Kiedy zapytałam ją, jak miejscowi odebrali pojawienie się krysznaitów we wsi i pałacu, odpowiedziała:
– Niezbyt pozytywnie, ludzie są z nich niezadowoleni. Zrobiło się brudniej obok pałacu, choć tam mieszkają i opiekują się nim. Wcześniej była ochrona i teren był sprzątany, teraz tak nie jest. Odkąd we wsi pojawili się jogini (tak miejscowi nazywają Krysznaitów), z ogrodów ludzi zaczęto wyrywać cebulę, pomidory i inne warzywa. Nie złapaliśmy ich za rękę, żeby ich oskarżyć, ale odkąd oni pojawili się we wsi, zaczęło się to zdarzać coraz częściej. Może jacyś miejscowi to robią, żeby ich wrobić, nie wiem. Ale oni nocą chodzą grupami po wiosce, więc mogą to być oni…
– Nie sądzę, że to oni, żyją w innej rzeczywistości, która jest daleka od materialnej i wadliwej. Nie wiem na pewno, ale bardzo w to wątpię. A co było przed nimi w pałacu?
– W latach 70. była tam szkoła, chodziłam tam, później klub i sklep. 30 lat temu byli tu mnisi. W latach 80-tych w sąsiednim budynku mieścił się sklep z wędlinami. Pamiętam to wszystko.
– Jak wyglądały ściany, tak jak teraz? (pokazuję zdjęcie)
– Nie, były piękniejsze, pokryte płytkami. To już jest tynk. A w pałacu, w części tylnej, był kominek.
– A kiedy w pałacu pojawiły się rzeźby lwów i Afrodyty, czy było to dawno temu, czy są nowe?
– Nowe, sprowadzone przez nowego właściciela w latach 90-tych.
– Niektóre lwy wyglądają całkiem autentycznie, więc nie od razu jest jasne, czy są nowoczesne.
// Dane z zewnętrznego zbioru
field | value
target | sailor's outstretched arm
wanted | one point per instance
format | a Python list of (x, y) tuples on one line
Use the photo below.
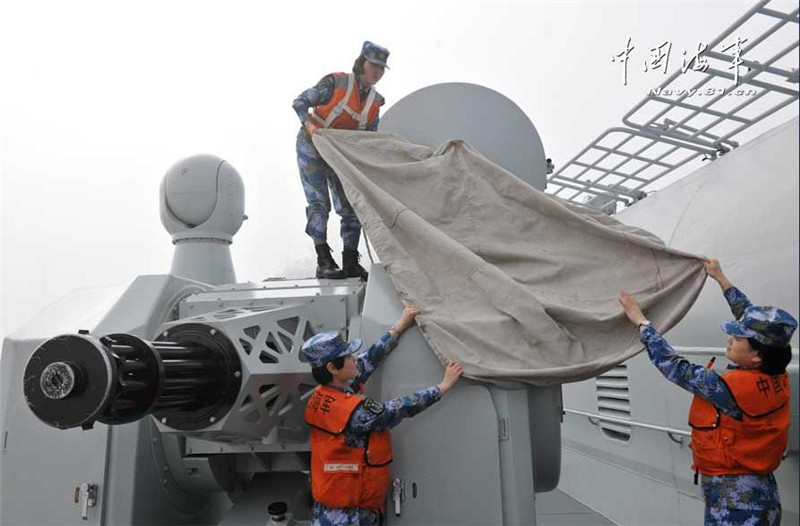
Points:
[(374, 416), (736, 299), (696, 379), (369, 360)]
A co się stało z generałem?
– Wyjechał po rewolucji z rodziną. Wiem, że jego żona umarła młodo.
– Ciekawe. Czy pamięta Pani coś jeszcze o pałacu?
– Dawno temu aleja kasztanowa rosła przed pałacem.
Może ktoś ze wsi wśród starszych mieszkańców coś wie, mamy 90-letnich starszych osób. Niech Pani jeszcze je zapyta.
– Zrobię to na pewno, ale następnym razem- odpowiedziałam i zainspirowana udanym wyjazdem wróciłam do domu.